How important was The Family Dog in the general scheme of the 1960s rock revolution? Fairly important, it seems. There’s no footage of the legendary Denver concert venue, and no recordings, but in its brief existence it was a microcosm of America in 1967. It is impossible for a documentary to capture the essence of a place when there’s no evidence of it having ever existed, save for some splashy poster art and the memories of people who were there, but Dan Obarsky and Scott Montgomery give it hell. Which is why The Tale of the Dog (2020) is a good little movie. Obarsky and Montgomery take a stroll through the venue’s glory days, giving us a week by week reconstruction of events, from the time Chuck Berry demanded his cash payment up front, to the time members of Canned Heat were busted for marijuana, to when Janis Joplin made audience members cry with her heated up blues. These rock acts must’ve seemed like alien forces to straitlaced Denver, and the former Denver cops who are interviewed here can’t hide the disdainful sneer as they recall the place and time. Cultural icons? A feeling of togetherness? No, these redneck coppers think of those kids and their musical heroes as a bunch of stupid brats. The hippies, now in their 70s or so, still seem afraid as they remember the intimidating detectives who stalked the venue. The hatred and distrust between the squares and the freaks didn’t evaporate with time. Rock music couldn’t squash it.
Obarsky and Montgomery are smart to focus on the artists who designed the posters that advertised the events, giving them time to explain their work. There is still joy in their voices as they recount stumbling across an old postcard or art print they might use, shooting it through with new light and color, bridging the gap between classical imagery and psychedelic silliness. Some of the posters are indeed beautiful and, in a way, reflect what that entire era of music was about, as bands from the Grateful Dead to The Doors took creaky old riffs and siphoned them through the electronic era. The poster artists seem to have maintained their joy, still recalling their colorful work with pride and a bit of astonishment.
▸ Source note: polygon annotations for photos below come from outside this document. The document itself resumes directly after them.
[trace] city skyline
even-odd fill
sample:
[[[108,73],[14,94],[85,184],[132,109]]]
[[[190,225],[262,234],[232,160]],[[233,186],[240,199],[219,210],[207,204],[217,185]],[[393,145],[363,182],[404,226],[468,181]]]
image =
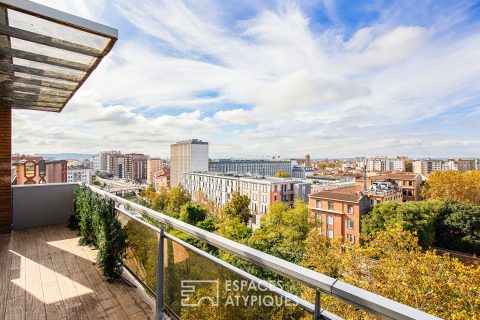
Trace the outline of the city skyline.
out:
[[[15,152],[480,154],[478,3],[40,2],[120,40],[62,114],[14,111]]]

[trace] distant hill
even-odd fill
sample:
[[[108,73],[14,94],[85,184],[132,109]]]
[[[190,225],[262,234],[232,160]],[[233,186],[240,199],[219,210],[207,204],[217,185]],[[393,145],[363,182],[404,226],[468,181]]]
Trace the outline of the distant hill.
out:
[[[94,156],[88,153],[37,153],[35,155],[45,160],[85,160]]]

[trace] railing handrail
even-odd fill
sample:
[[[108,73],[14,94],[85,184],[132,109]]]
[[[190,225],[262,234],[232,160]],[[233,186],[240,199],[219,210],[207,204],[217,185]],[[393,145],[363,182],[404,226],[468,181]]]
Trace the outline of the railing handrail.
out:
[[[146,208],[142,205],[126,200],[97,187],[87,185],[93,192],[116,201],[117,203],[128,205],[150,218],[160,223],[168,225],[174,229],[185,232],[198,240],[205,241],[219,249],[228,251],[244,260],[253,262],[261,267],[281,274],[289,279],[303,283],[313,289],[324,292],[340,300],[354,305],[372,314],[387,319],[422,319],[434,320],[440,319],[418,309],[409,307],[391,299],[387,299],[373,292],[355,287],[346,282],[336,280],[332,277],[307,269],[300,265],[285,261],[265,252],[253,249],[233,240],[226,239],[218,234],[214,234],[198,227],[192,226],[186,222],[180,221],[166,214]]]

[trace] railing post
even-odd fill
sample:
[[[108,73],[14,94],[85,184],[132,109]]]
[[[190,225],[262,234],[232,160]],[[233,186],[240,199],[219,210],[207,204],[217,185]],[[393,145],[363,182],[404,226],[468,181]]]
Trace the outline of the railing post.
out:
[[[320,313],[322,311],[320,303],[320,291],[315,290],[315,311],[313,313],[313,320],[322,320],[324,317]]]
[[[165,319],[164,313],[164,259],[165,259],[165,225],[162,223],[160,225],[160,237],[158,238],[158,253],[157,253],[157,299],[156,299],[156,319],[163,320]]]

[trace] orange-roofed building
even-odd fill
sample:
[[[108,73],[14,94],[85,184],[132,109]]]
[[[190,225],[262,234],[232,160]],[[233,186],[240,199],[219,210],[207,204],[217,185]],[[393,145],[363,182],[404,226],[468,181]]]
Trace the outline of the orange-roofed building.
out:
[[[360,219],[370,210],[370,200],[358,187],[313,193],[309,197],[310,219],[329,238],[360,241]]]

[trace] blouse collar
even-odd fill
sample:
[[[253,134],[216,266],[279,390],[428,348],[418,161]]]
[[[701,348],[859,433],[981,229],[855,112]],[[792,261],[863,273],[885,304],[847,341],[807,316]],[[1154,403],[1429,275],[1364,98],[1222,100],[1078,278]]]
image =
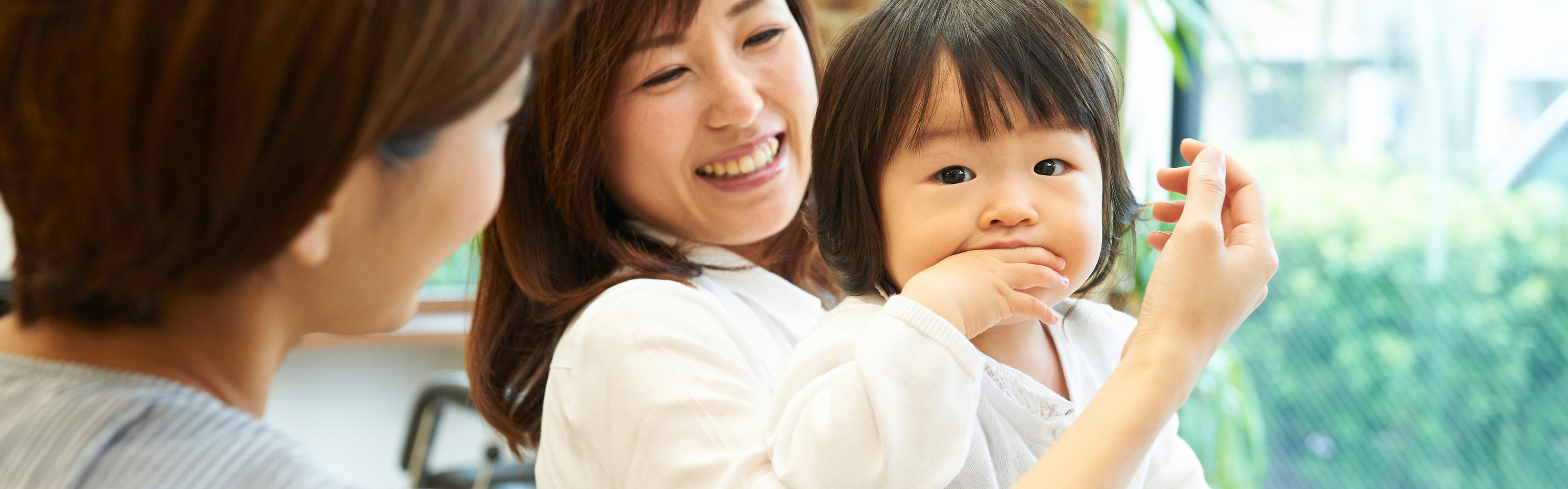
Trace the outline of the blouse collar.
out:
[[[767,268],[757,266],[734,251],[723,246],[682,240],[641,221],[627,221],[626,226],[632,232],[659,243],[676,246],[688,260],[704,268],[702,276],[718,282],[800,334],[817,324],[817,320],[825,312],[822,298]]]

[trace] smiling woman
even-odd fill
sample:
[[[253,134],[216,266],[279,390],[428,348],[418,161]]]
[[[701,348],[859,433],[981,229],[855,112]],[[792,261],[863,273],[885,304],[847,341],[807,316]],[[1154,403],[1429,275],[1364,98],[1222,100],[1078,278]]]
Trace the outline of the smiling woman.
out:
[[[768,473],[778,370],[836,290],[801,212],[809,17],[795,0],[588,2],[546,50],[469,340],[475,406],[538,447],[541,483]]]

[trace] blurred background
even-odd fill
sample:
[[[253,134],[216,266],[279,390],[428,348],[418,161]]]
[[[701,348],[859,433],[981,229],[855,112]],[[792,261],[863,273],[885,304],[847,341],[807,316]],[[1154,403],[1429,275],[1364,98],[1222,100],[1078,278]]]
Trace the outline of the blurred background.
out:
[[[1171,197],[1152,172],[1181,138],[1269,190],[1279,273],[1181,411],[1210,486],[1568,484],[1568,0],[1062,2],[1123,63],[1145,202]],[[878,2],[817,3],[831,52]],[[1096,295],[1137,313],[1156,254],[1129,252]],[[398,332],[307,339],[267,420],[347,483],[406,487],[474,265],[453,255]],[[430,437],[430,470],[489,440],[461,409]]]

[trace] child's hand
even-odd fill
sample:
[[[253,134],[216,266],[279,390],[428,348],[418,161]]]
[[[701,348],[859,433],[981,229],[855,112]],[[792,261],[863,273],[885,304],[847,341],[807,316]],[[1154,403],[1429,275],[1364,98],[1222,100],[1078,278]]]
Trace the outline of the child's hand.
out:
[[[900,295],[953,323],[966,339],[1019,317],[1055,324],[1062,318],[1035,293],[1066,288],[1065,266],[1066,260],[1040,246],[972,249],[914,274]]]
[[[1193,165],[1160,169],[1157,177],[1187,201],[1154,204],[1154,218],[1176,229],[1149,235],[1149,246],[1162,254],[1127,351],[1135,342],[1156,343],[1200,354],[1193,360],[1201,365],[1262,304],[1279,257],[1258,179],[1220,149],[1193,139],[1182,141],[1182,155]]]

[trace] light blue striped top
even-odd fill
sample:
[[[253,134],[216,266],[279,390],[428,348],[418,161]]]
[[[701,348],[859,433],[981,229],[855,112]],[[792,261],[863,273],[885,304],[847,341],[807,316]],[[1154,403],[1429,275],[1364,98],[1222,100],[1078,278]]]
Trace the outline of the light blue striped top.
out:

All of these memories make for a lovely riff of a movie. Does the glow of old concert posters and hippie nostalgia make up for the eventual disasters that befell The Family Dog and caused its closing after less than a year? That’s a tough call. Perhaps you had to be there, with the music and lights hitting you and carrying you away, making it feel as if the universe was unfolding before your eyes and ears. As one old Denverite says, “If there’s a heaven, there’s a Family Dog in it.”